And the figure you painted… She is real.
I pray she never returns. But if she does—
Use the key. Go to the lake. You’ll know which one.
Behind the painting, in the vault I built for you, you will find what’s needed.
Forgive me for the lies.
Forgive me for the life I took.
Love,
Dad
I dropped the letter. The room went still.
The girl?
She?
Who is she?
Aliya whispered, “So… are we in a real mystery now?”
“Yes,” I said quietly.
Maya muttered, “I liked it better when our biggest problem was expired yogurt.”

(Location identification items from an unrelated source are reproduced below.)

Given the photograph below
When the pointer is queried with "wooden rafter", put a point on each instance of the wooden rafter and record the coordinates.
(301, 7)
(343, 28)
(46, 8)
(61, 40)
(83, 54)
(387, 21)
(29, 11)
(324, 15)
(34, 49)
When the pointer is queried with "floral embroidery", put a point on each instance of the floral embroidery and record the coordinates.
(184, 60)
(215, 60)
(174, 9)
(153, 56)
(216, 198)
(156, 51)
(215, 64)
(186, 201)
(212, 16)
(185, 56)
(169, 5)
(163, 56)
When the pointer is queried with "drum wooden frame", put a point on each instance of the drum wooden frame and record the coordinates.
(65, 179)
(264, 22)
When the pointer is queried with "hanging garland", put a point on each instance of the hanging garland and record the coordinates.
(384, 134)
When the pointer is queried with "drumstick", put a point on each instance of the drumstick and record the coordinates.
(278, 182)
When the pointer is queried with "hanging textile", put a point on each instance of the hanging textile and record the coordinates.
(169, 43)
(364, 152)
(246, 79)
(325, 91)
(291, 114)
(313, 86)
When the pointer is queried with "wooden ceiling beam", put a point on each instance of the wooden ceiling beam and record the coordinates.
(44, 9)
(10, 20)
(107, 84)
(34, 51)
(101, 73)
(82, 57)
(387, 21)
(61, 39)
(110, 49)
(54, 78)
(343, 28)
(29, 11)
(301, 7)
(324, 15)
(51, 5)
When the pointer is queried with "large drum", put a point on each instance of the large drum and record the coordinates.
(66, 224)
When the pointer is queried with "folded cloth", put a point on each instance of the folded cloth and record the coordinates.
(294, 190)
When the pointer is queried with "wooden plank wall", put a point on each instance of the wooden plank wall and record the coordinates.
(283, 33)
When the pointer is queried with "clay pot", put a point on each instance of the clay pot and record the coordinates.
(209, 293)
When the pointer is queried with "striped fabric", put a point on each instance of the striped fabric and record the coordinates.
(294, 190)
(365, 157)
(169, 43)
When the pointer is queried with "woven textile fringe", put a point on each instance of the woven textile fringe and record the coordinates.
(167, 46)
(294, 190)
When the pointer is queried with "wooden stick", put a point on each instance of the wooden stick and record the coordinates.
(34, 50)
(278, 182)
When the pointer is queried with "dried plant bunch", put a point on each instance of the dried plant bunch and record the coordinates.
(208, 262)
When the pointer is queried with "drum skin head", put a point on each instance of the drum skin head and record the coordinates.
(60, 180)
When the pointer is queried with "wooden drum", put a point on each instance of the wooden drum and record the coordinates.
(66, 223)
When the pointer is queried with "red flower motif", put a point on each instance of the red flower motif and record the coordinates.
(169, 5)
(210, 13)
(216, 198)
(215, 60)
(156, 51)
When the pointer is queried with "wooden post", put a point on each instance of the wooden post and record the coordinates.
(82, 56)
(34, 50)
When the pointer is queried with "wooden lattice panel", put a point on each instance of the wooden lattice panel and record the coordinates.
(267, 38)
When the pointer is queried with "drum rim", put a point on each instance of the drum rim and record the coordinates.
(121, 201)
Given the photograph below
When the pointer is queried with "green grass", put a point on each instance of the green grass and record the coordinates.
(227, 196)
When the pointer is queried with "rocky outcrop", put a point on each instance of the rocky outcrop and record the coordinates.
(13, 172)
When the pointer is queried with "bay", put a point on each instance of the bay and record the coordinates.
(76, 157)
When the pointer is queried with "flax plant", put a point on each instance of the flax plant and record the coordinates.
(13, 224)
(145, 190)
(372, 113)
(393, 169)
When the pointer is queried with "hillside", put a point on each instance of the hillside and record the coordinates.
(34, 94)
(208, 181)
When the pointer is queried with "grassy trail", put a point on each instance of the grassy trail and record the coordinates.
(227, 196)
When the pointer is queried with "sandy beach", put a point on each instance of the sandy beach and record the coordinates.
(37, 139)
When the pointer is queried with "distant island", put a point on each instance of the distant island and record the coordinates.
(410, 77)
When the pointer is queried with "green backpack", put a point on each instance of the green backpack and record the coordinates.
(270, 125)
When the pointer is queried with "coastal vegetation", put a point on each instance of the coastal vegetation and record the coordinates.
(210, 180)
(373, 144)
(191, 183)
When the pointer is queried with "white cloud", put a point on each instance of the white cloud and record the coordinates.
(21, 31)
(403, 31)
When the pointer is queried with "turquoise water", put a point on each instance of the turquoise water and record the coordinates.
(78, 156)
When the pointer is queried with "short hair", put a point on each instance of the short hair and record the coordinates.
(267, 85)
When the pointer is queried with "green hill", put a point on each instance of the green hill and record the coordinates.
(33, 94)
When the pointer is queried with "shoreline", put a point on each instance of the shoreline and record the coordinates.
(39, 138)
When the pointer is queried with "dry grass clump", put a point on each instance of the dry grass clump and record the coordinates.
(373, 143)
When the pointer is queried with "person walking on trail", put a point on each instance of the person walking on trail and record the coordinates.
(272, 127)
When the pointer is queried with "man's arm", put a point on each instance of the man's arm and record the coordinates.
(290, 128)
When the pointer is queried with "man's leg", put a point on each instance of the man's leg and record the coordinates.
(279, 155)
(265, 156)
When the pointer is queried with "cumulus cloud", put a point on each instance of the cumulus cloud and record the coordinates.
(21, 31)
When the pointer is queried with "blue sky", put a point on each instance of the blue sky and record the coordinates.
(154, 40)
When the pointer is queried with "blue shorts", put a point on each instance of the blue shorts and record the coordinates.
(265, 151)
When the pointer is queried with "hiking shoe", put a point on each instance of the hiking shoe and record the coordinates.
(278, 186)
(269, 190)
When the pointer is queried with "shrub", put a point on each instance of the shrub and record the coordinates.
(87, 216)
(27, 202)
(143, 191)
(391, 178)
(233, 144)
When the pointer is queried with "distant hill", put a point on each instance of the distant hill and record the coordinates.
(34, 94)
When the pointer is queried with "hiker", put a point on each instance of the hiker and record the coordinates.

I looked down at the letter, the photo, the key—and suddenly, everything clicked into place.
The red lipstick.
The courier box.
The picture of my childhood painting.
Someone wanted me to remember. And now… someone wanted me to act. Whatever my father tried to hide—it wasn’t buried deep enough. And whatever he was guarding? It was waking up.
The next day—Monday.
The morning air smelled like roasted beans and old pavement. I met Joe at our usual coffee shop—The Busy Bean, the kind of place that served existential dread with a side of almond milk. The barista, a lanky guy named River, wore eyeliner and knew everyone’s name but refused to learn how to spell them. He handed me a chai latte with a wink and “Here you go, Mayah.”
Joe was already seated at the back corner, sipping black coffee like it had wronged him in a past life. I dropped into the seat across from him, slumping with exhaustion.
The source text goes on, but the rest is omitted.